HANDOUT 9 Flashcards
If Y2i is NOT non-stochastic do we have an issue?
YES - this means Y2i is endogenous
Variables that determine attendance
Attend = f(quality, time, location, past-performance) + €2i
Where €2i = motivation, interest, ability = unobservables
What variables determine €1i
€1i = random luck + same unobservables
COV(€1i, €2i)
> 0
higher ability = higher performance
higher ability = higher attendance
COV(attend, €2i)
> 0 by definition
Therefore, COV(attend, €1i)
≠ 0 –> VIOLATES CLRM
Why can’t we use OLS when we have an endogenous variable?
As E(€1i I endogenous variable) ≠ 0 Therefore OLS is BIASED
Implication for OLS estimate of coefficient on attend
As COV(€1i, €2i) > 0 –> UPWARD BIAS
- OLS will overestimate the coefficient on attend
- We get a very positive significant coefficient on attend
- attend could actually have no effect on performance, but appears to have on driven by unobservables
IF COV(€1i, €2i) < 0, OLS –>
DOWNWARD BIAS
Solution to endogeneity
= IV estimation
Two stage least squares
What does IV estimation try to do?
We want a variable that looks like attendance, but it unrelated to €1i.
Replace attend by variables that determine attend but are unrelated to €1i.

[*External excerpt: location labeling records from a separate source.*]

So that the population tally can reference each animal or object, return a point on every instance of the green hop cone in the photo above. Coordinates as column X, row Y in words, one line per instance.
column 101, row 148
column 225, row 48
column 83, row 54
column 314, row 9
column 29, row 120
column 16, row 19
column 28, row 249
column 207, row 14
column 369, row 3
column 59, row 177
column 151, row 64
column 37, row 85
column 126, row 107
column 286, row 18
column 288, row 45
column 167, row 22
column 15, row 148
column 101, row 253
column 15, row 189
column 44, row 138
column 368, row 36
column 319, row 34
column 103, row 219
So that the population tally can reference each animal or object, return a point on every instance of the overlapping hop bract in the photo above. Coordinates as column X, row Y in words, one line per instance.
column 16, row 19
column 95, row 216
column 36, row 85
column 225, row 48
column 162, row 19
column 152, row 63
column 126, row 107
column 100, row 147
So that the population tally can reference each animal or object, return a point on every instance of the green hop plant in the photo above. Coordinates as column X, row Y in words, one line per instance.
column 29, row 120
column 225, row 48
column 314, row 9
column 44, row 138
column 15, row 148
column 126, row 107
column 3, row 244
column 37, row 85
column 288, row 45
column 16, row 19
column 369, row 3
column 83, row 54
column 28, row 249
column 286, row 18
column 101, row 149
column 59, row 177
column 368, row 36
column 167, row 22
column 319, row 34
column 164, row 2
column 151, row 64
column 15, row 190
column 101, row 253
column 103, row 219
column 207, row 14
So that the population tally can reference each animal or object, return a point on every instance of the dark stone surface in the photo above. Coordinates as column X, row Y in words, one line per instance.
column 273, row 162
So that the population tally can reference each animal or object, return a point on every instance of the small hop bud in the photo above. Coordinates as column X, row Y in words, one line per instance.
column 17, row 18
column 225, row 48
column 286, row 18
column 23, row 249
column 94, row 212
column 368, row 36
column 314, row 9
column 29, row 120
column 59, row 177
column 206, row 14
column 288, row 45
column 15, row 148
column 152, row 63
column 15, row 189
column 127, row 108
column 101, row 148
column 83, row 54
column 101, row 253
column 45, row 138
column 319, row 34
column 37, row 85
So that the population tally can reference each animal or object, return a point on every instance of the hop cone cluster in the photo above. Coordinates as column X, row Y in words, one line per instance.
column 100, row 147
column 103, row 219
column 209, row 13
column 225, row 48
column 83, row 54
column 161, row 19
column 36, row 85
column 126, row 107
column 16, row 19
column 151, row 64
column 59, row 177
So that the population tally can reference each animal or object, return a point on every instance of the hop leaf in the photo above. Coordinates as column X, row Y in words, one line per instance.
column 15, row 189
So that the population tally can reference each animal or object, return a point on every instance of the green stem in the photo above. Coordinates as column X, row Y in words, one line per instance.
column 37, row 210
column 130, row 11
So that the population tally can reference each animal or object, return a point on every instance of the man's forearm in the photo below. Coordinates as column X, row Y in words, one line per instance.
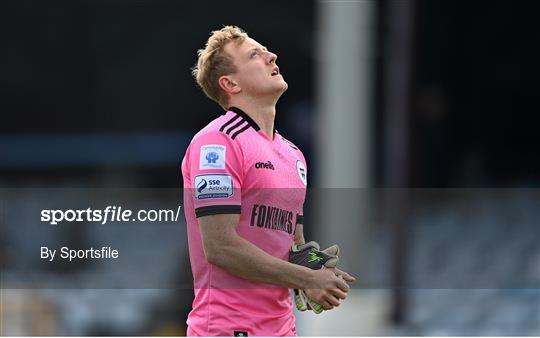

2 components of attendance
- systematic - could be instruments
2. random = €2i = get rid of
two stages of IV
- regress attend on instruments that are relevant and exogenous & save fitted values
- Replace attend by attend^ in original regression equation
Is IV unbiased?
NO - but it is CONSISTENT
As n–>infinity, E(b3)–>B3
How can TIME of seminars be a valid instrument for attendance?
If time of seminars is randomly allocated by tabula = unrelated to motivation, interest and ability.
So include 1. Mon/Fri dummy and 2. 9am dummy
Why do we include the original exogenous variables female and a-level when we regress attend on its instruments?
We want the coefficient on attend hat to explain variation in perf over and above females and a-levels “holding all else constant”. If we didn’t include them, maybe the instruments are related to females and a-levels.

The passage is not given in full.